MOLDAVIAN FOREIGN MINISTER CALLS FOR PROSECUTION IN VILNIUS SHOOTING
CASE. Interviewed by the Moldavian and Romanian news agencies
yesterday, Moldavian Minister of External Relations Nicolae Tsyu
called for the prosecution of those who "allowed" the Soviet
military to use arms against Lithuanians in Vilnius. Punishing
those responsible is a prerequisite to easing tensions in Lithuania,
Tsyu said.

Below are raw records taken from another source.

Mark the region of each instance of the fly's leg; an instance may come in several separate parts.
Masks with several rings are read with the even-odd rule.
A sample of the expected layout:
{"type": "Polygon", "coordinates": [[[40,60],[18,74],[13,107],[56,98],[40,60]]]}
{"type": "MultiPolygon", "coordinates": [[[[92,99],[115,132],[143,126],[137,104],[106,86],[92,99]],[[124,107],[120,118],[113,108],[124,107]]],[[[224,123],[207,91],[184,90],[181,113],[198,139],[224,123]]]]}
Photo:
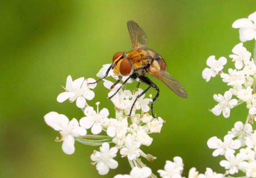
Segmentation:
{"type": "Polygon", "coordinates": [[[138,85],[137,85],[137,87],[136,87],[137,89],[138,89],[139,87],[140,87],[140,81],[139,82],[138,85]]]}
{"type": "Polygon", "coordinates": [[[143,94],[145,94],[145,93],[147,92],[147,91],[148,90],[148,89],[151,87],[151,85],[149,85],[149,86],[145,90],[144,90],[143,92],[141,92],[141,93],[140,93],[139,95],[138,95],[137,96],[136,96],[136,98],[135,99],[135,100],[133,102],[133,104],[132,104],[132,108],[131,108],[131,110],[130,110],[130,114],[129,114],[129,117],[131,117],[131,115],[132,114],[132,109],[133,108],[134,105],[135,105],[135,103],[137,101],[137,100],[138,100],[141,96],[142,96],[143,94]]]}
{"type": "MultiPolygon", "coordinates": [[[[124,85],[125,85],[125,84],[127,82],[127,81],[129,80],[129,79],[130,79],[131,77],[132,77],[132,76],[133,76],[133,75],[131,75],[130,76],[129,76],[129,77],[128,77],[124,81],[124,82],[122,84],[122,85],[121,85],[121,86],[120,87],[119,87],[119,88],[116,91],[116,92],[115,92],[115,93],[112,95],[112,96],[110,96],[110,97],[108,97],[107,98],[108,99],[108,100],[110,100],[114,96],[115,96],[116,94],[116,93],[117,93],[117,92],[124,86],[124,85]]],[[[115,86],[117,84],[116,84],[116,82],[118,80],[117,80],[115,82],[115,84],[113,84],[113,85],[111,86],[111,88],[113,88],[114,87],[115,87],[115,86]],[[112,88],[112,86],[113,86],[113,87],[112,88]]],[[[120,81],[118,82],[118,83],[120,82],[120,81]]]]}
{"type": "MultiPolygon", "coordinates": [[[[155,116],[154,114],[153,113],[153,106],[154,105],[154,102],[156,101],[156,100],[158,98],[159,96],[159,88],[158,88],[158,86],[155,84],[149,78],[148,78],[147,77],[145,76],[139,76],[139,78],[140,79],[140,80],[141,81],[142,81],[143,82],[145,83],[145,84],[148,84],[148,85],[149,85],[149,86],[145,90],[143,93],[144,94],[145,93],[146,93],[146,92],[151,88],[152,87],[153,89],[155,89],[157,91],[157,93],[156,94],[156,96],[154,97],[154,98],[153,99],[153,101],[151,102],[151,114],[152,114],[152,116],[155,118],[156,117],[155,116]]],[[[136,97],[136,99],[135,100],[137,101],[137,98],[139,98],[141,96],[142,96],[143,94],[141,94],[140,95],[138,95],[136,97]],[[140,97],[139,97],[140,96],[140,97]]],[[[132,106],[132,109],[130,111],[130,115],[132,113],[132,108],[134,106],[134,105],[135,104],[135,102],[133,103],[132,106]]]]}
{"type": "Polygon", "coordinates": [[[97,83],[98,82],[99,82],[100,81],[101,81],[103,79],[105,78],[105,77],[107,77],[108,76],[108,73],[109,72],[110,70],[111,69],[112,67],[112,65],[110,65],[109,67],[108,68],[108,70],[106,72],[106,73],[105,73],[105,74],[104,75],[103,77],[102,77],[101,78],[100,78],[99,80],[97,80],[96,81],[93,82],[93,83],[88,83],[88,84],[95,84],[96,83],[97,83]]]}

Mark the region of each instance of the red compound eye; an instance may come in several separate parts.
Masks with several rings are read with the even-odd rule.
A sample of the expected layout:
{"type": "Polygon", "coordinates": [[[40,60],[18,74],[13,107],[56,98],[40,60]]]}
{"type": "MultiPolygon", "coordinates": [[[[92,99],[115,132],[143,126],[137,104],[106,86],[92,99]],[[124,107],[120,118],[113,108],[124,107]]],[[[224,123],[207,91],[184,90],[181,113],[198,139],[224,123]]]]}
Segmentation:
{"type": "Polygon", "coordinates": [[[127,59],[124,59],[120,64],[120,73],[122,76],[126,76],[132,71],[132,66],[130,61],[127,59]]]}
{"type": "Polygon", "coordinates": [[[123,52],[119,52],[115,54],[115,55],[113,56],[113,63],[120,56],[123,56],[124,55],[123,52]]]}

Concerning relations between "us, the republics who
declared our sovereignty" and Moscow, Tsyu urged compromise "except
of course when principles are at stake". (Vladimir Socor).

ARMY DENIES USING "DUM-DUM" BULLETS. A Defense Ministry spokesman
quoted in Krasnaya zvezda yesterday denied allegations that the
Soviet army sometimes uses "dum-dum" bullets--bullets specially
engineered to cause maximum damage to a human body upon impact.
The Soviet armed forces comply with international norms banning
the use of such bullets, the spokesman claimed, according to
a TASS account of the interview. There have been charges that
ammunition of this type was used by Soviet forces in the Baltic.
(Stephen Foye)





USSR - ALL-UNION TOPICS



CURRENCY REFORM TRAGEDY. During the second day allotted for the
exchange of banknotes, Western agencies reported several deaths
and injuries among the crowds jostling outside post offices and
banks. It was not clear whether the alleged deaths resulted from
crushing or heart attacks. According to reports received in Munich,
the Russian, Uzbek, Kazakh, Georgian, Lithuanian, and Armenian
republics plus Tatarstan have granted extensions to the official
deadline or have announced their intentions to do so, and some
republics have altered the quantity of banknotes that may be
exchanged. However, Gosbank on Friday morning declared any such
extension or changes in rates to be "unlawful." (Keith Bush)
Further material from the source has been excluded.